Darius took a single step closer, his expression calm but grounded.
“This isn’t about pity. Or the bond,” he said. “It’s about the truth.”
He held her gaze. “You stood between death and the queen. Not because of magic. Not because of fate. Because you chose to.”
He paused. “And I see you, Malachite. Not as Axel’s mate. Not as a symbol. As you.”
Malachite froze mid-breath, eyes narrowing slightly.
But Darius didn’t let her regain control.
He stepped forward again close now, not towering, not threatening, but impossible to ignore.
“You brought up the bond,” he said, his voice low, cutting clean through her defenses. “So don’t pretend it doesn’t matter.”
She flinched and Darius saw it and pressed on.
“You think I came here because I pity you?” His tone sharpened, not angry. “I came because you are one of my own. Because Axel nearly scorched the earth trying to keep from losing you. Because Imogen is barely breathing after what she saw happen to you. And because you, a soldier trained to die quietly if ordered, faced an army of killers just to keep her safe.”
Her breath hitched, but he didn’t give her room to retreat.
“And yes,” he added, voice steadier now, quieter, but piercing. “I know about the bond. I’ve felt it in others. I’ve watched it consume warriors and fortify cowards. I’ve seen it drive people mad, and I’ve seen it save them.”

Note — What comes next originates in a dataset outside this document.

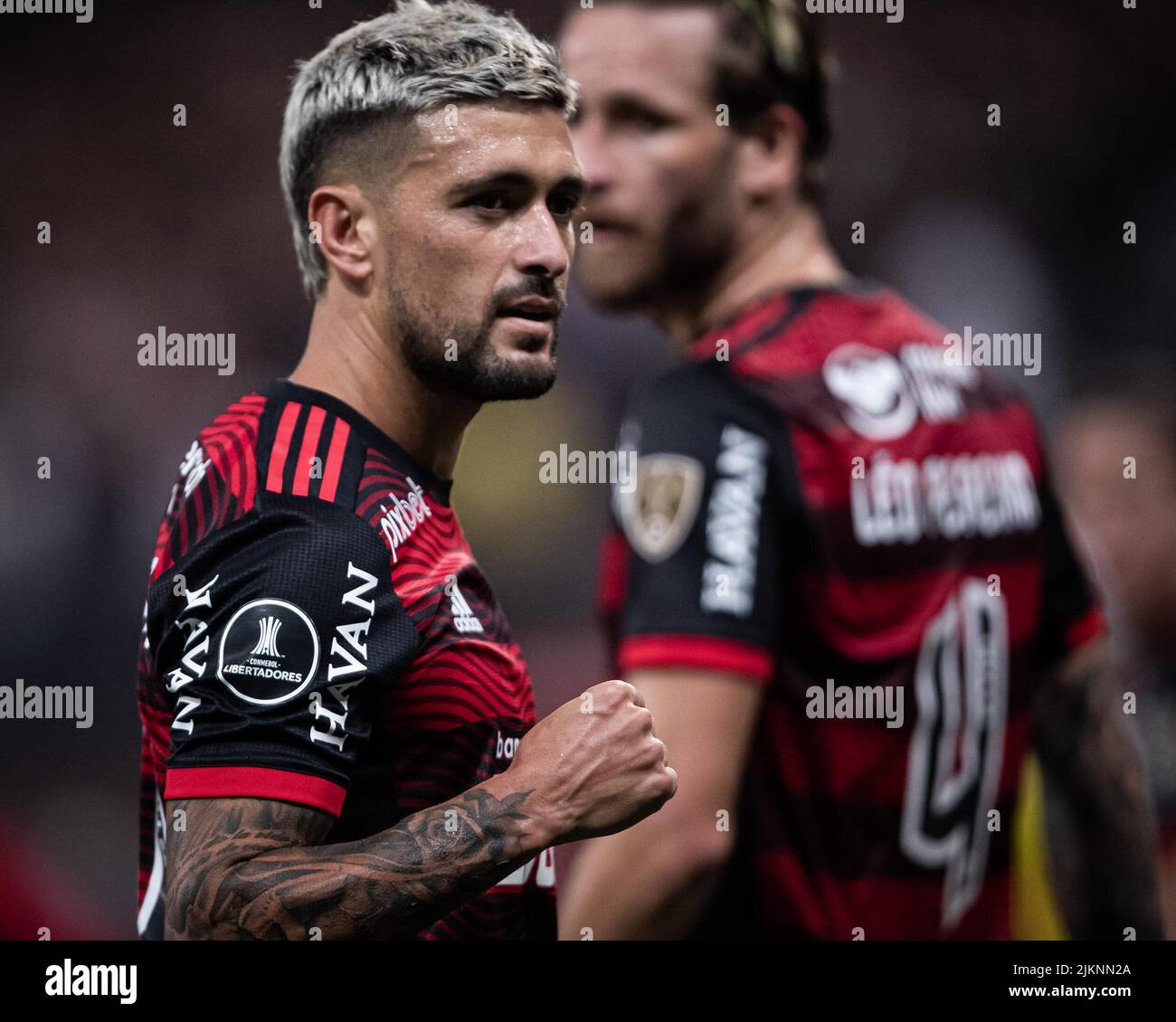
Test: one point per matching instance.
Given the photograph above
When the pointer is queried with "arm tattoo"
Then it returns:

He held her gaze not with pity.
With force.
“But what you’re feeling now? Or not feeling?” he said. “That doesn’t make you broken. It makes you part of this world. A world that’s lost its magic in pieces. A world where bonds don’t snap into place like they used to. Where even the strongest dragonkin sometimes had to fight for the connection their blood was promised.”
He stepped in one final breath closer close enough that the quiet in his voice landed like thunder.
“You don’t feel it yet? Then we find out why. Together. But don’t you dare stand there and act like this bond, this soul-deep tether is something you’re unworthy of just because it didn’t come easy.”
A long silence stretched between them.
Malachite’s throat moved in a tight swallow. Her arms had dropped somewhere during the speech, and her hands hung limply at her sides. Her chest rising and falling like the words had knocked the air out of her.
She didn’t know what to say. Because for the first time, someone hadn’t backed off.
He hadn’t flinched at her anger. He’d met it.
And still stayed. But Darius wasn’t done.
His voice dropped lower, not gentler. Harder. More grounded. Like stone grinding against stone.
“We will figure it out,” he said. “If you want that. If you want to try. If you want to understand what this bond could be, what it’s meant to be then I’ll put every damn resource in this kingdom behind finding out why it’s silent right now.”
She flinched slightly, but didn’t interrupt. Darius’s eyes burned into hers.
“But if you don’t” his voice sharpened, more steel than breath now “then you need to reject him. Clearly. Cleanly.”